Eine viel einfachere Technik sind »Tabak-Fallen«, wie sie von mir genannt werden; sie sind die Umarbeitung einer Methode, die ich von einem Medizinmann der Lakota-Sioux aus South-Dakota erlernte.

Diese Methode basiert auf dem Prinzip, daß die eingedrungenen Geister Tabak lieben und davon angezogen werden.

Das stimmt überein mit der Jivaro-Ansicht, wie Sie sich erinnern werden, daß der Schamane tsentsak, die für Krafteindringungen verantwortlichen Geister,
ständig mit Tabakwasser tränkt.
Die Sioux-Methode benutzt Tabakstränge oder Miniatur-Stoffsäckchen, die Tabak enthalten. Für Tabak-Fallen werden die Stränge als Köder benutzt, um die eingedrungenen Geister, die im Körper einer kranken Person sein können, anzulocken und zu fangen.

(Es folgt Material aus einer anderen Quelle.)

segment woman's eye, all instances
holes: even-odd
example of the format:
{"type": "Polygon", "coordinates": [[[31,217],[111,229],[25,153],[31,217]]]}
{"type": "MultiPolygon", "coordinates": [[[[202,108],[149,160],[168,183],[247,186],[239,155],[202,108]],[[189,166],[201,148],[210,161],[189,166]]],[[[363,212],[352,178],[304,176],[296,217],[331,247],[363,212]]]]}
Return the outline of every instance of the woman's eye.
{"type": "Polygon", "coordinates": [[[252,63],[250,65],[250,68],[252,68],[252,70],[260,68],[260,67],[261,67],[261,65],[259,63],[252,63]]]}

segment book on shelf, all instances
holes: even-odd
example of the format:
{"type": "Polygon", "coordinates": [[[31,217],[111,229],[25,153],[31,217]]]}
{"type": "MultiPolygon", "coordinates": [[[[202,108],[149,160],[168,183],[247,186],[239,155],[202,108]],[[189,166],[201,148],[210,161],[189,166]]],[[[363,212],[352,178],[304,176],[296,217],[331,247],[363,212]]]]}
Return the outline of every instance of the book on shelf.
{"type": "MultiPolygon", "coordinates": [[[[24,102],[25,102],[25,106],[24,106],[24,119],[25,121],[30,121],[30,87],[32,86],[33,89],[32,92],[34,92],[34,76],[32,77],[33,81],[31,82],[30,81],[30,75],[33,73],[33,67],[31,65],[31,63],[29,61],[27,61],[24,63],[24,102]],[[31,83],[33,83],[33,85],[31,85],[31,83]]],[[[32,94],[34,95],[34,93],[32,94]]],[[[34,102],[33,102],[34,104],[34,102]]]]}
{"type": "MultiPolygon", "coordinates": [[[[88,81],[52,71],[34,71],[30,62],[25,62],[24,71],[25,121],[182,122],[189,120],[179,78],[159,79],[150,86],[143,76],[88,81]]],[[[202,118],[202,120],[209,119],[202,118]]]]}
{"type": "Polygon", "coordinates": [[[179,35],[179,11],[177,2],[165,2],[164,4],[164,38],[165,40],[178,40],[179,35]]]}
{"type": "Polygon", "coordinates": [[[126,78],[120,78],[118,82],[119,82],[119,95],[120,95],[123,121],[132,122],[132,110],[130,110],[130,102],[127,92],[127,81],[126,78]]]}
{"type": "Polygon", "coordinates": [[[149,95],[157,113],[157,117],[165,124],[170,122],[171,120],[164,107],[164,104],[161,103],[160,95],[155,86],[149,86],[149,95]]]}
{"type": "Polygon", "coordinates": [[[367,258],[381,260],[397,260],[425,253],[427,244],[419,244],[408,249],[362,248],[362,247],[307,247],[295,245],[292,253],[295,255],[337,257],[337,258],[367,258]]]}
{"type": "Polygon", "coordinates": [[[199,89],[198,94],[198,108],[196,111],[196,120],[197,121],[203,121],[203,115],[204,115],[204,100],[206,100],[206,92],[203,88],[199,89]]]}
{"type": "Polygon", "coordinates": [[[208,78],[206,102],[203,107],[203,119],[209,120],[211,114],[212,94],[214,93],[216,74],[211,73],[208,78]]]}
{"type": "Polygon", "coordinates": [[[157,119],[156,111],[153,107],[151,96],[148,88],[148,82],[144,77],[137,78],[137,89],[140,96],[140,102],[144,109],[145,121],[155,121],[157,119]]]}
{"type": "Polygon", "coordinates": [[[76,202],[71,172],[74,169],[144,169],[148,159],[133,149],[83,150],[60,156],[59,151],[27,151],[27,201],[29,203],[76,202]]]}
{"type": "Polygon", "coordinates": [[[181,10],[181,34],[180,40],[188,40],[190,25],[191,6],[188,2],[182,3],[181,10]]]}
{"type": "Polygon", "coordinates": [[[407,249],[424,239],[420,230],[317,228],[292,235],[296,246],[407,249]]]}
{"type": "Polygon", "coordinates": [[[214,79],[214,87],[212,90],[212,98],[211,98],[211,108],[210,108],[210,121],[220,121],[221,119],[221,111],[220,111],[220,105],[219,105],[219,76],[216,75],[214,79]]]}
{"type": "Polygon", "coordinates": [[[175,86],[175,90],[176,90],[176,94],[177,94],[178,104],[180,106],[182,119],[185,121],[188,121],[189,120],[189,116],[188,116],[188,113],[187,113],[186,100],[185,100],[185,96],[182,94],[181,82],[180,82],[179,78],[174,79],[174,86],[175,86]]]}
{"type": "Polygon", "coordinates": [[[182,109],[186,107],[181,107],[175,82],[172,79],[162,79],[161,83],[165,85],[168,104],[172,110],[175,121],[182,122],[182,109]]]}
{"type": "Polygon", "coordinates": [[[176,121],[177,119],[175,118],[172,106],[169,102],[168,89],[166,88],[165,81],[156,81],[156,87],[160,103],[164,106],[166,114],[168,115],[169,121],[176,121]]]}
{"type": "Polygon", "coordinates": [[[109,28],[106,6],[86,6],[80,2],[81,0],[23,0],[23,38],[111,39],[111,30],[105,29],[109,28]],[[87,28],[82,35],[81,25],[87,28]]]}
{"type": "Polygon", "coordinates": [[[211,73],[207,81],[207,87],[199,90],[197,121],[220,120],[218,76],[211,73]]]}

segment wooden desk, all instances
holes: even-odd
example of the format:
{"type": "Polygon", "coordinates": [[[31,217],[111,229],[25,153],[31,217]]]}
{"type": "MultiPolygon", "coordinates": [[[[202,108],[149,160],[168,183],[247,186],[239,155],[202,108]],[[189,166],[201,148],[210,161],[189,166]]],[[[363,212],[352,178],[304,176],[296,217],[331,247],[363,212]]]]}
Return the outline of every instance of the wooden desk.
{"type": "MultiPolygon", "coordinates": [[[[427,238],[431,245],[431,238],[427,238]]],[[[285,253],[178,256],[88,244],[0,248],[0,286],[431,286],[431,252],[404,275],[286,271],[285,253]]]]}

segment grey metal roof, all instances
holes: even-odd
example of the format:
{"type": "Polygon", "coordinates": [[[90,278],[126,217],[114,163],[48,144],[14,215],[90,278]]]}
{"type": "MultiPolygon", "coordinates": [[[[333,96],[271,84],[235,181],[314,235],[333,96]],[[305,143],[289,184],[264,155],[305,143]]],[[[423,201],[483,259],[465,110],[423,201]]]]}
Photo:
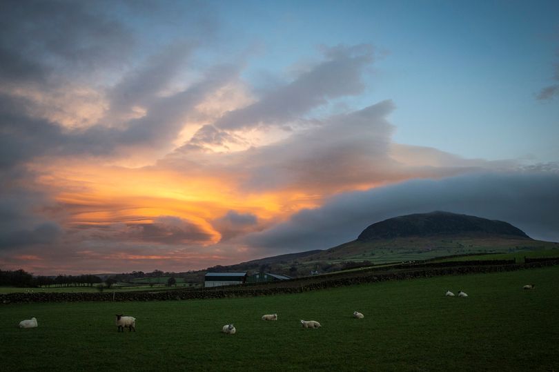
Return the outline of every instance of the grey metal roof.
{"type": "Polygon", "coordinates": [[[206,273],[207,277],[244,277],[246,273],[206,273]]]}
{"type": "Polygon", "coordinates": [[[279,279],[280,280],[288,280],[292,279],[286,275],[281,275],[280,274],[271,274],[270,273],[265,273],[265,274],[270,275],[272,277],[275,277],[276,279],[279,279]]]}

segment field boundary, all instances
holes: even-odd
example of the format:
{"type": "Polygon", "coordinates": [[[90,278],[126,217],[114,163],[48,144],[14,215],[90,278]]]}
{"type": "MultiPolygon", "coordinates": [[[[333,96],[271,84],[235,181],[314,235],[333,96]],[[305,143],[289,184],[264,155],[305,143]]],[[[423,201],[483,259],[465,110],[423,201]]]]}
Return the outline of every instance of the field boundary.
{"type": "Polygon", "coordinates": [[[202,300],[235,297],[254,297],[337,288],[388,280],[404,280],[443,275],[478,274],[538,268],[559,265],[559,260],[525,264],[500,265],[447,266],[447,267],[409,267],[386,271],[360,271],[305,277],[292,280],[251,286],[228,286],[199,289],[175,289],[160,292],[35,293],[0,294],[0,304],[30,302],[123,302],[202,300]]]}

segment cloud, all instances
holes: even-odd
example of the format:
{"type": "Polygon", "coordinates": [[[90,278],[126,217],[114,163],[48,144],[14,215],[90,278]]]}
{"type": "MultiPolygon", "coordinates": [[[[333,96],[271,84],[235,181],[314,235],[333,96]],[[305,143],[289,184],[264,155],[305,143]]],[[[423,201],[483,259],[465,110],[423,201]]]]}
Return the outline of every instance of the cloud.
{"type": "Polygon", "coordinates": [[[393,217],[447,211],[506,221],[535,239],[559,241],[559,174],[470,175],[413,180],[346,193],[322,206],[246,237],[276,251],[328,248],[353,240],[367,226],[393,217]]]}
{"type": "Polygon", "coordinates": [[[212,225],[222,235],[221,242],[261,228],[256,215],[240,213],[236,211],[228,211],[225,215],[213,221],[212,225]]]}
{"type": "Polygon", "coordinates": [[[129,225],[126,235],[141,242],[166,244],[204,244],[213,238],[202,227],[175,216],[159,216],[152,224],[129,225]]]}
{"type": "Polygon", "coordinates": [[[551,99],[556,95],[559,95],[559,84],[554,84],[552,86],[547,86],[538,93],[536,97],[540,100],[551,99]]]}
{"type": "MultiPolygon", "coordinates": [[[[261,125],[281,125],[300,118],[310,110],[328,99],[362,92],[361,75],[373,61],[372,47],[360,45],[323,48],[325,60],[294,81],[268,92],[257,101],[246,107],[229,111],[212,124],[224,133],[246,130],[261,125]]],[[[214,137],[204,129],[193,138],[194,144],[213,144],[214,137]]],[[[222,144],[222,134],[217,144],[222,144]]]]}
{"type": "Polygon", "coordinates": [[[106,5],[2,1],[0,81],[47,83],[53,74],[83,68],[92,72],[126,61],[134,38],[106,5]]]}

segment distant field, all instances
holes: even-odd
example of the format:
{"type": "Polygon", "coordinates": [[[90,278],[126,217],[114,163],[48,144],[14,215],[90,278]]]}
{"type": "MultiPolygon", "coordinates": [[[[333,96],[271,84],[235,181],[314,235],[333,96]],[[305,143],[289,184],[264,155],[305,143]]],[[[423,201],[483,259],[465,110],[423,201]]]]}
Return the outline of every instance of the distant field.
{"type": "MultiPolygon", "coordinates": [[[[133,283],[137,283],[137,284],[166,284],[167,281],[171,277],[141,277],[138,279],[133,279],[133,283]]],[[[186,282],[184,280],[183,277],[175,277],[175,280],[176,281],[177,284],[183,284],[186,283],[186,282]]]]}
{"type": "Polygon", "coordinates": [[[559,266],[269,297],[0,306],[3,371],[558,371],[559,266]],[[535,283],[537,289],[523,291],[535,283]],[[446,297],[447,289],[467,298],[446,297]],[[351,317],[358,310],[365,319],[351,317]],[[114,314],[137,318],[117,332],[114,314]],[[264,322],[277,313],[277,322],[264,322]],[[35,316],[39,326],[20,330],[35,316]],[[303,330],[299,320],[322,328],[303,330]],[[236,335],[219,332],[233,322],[236,335]],[[257,355],[257,358],[255,357],[257,355]]]}
{"type": "Polygon", "coordinates": [[[547,257],[559,257],[559,248],[543,249],[539,251],[520,251],[509,253],[496,253],[491,255],[473,255],[453,258],[441,258],[435,262],[447,262],[449,261],[475,261],[476,260],[513,260],[518,264],[524,263],[524,257],[543,258],[547,257]]]}
{"type": "Polygon", "coordinates": [[[375,264],[420,261],[438,257],[476,253],[507,253],[559,249],[559,243],[538,240],[453,237],[408,237],[371,242],[353,241],[323,251],[300,262],[306,265],[344,261],[370,261],[375,264]]]}
{"type": "MultiPolygon", "coordinates": [[[[155,284],[150,285],[141,285],[141,286],[130,286],[122,284],[116,285],[110,287],[110,288],[104,288],[105,292],[129,292],[134,291],[169,291],[170,289],[175,288],[188,288],[188,285],[185,286],[184,283],[177,284],[176,286],[167,286],[164,284],[155,284]]],[[[15,287],[3,287],[0,286],[0,293],[14,293],[18,292],[27,292],[33,291],[34,293],[45,292],[45,293],[71,293],[75,292],[98,292],[99,290],[96,286],[63,286],[63,287],[44,287],[44,288],[15,288],[15,287]]]]}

Eine Art, wie dies gemacht wird, besteht darin, daß man einen Kranz von Tabak-strängen um den Patienten legt, der auf dem Erd-oder Fußboden liegt. Wenn dann der Schamane damit beschäftigt ist, schädliche Kraft-Eindringlinge aus dem Patienten zu entfernen, hat er als Hilfe auch die Tabakstränge, um die Geister herauszuziehen.

Wenn seine Extraktionsarbeit getan ist, rollt er die Tabakstränge sorgfältig zu einem Ball zusammen und bringt diesen sofort an einen entfernten Ort.

Dort wird der Ball auseinandergenommen, und die Tabakstränge werden so über die Zweige eines Baumes gehängt, wie das mit Lametta auf einem Weihnachtsbaum gemacht wird.

Das geschieht, damit sich die Geister weit entfernt von den Menschen, denen sie schaden könnten, verteilen.

Mit dem Unterschied, das hier die "Geister" verbrannt werden, anstatt sie weit weg zu bringen ....

Interessant ...

Gruss
 
Ich habe beleidigende Beiträge und die Reaktionen darauf entfernt. Man muß nicht einer Meinung sein und natürlich kann man auch kritik üben, aber es kommt auf den Ton drauf an. Wir haben hier Forumsregeln und die bitte ich einzuhalten.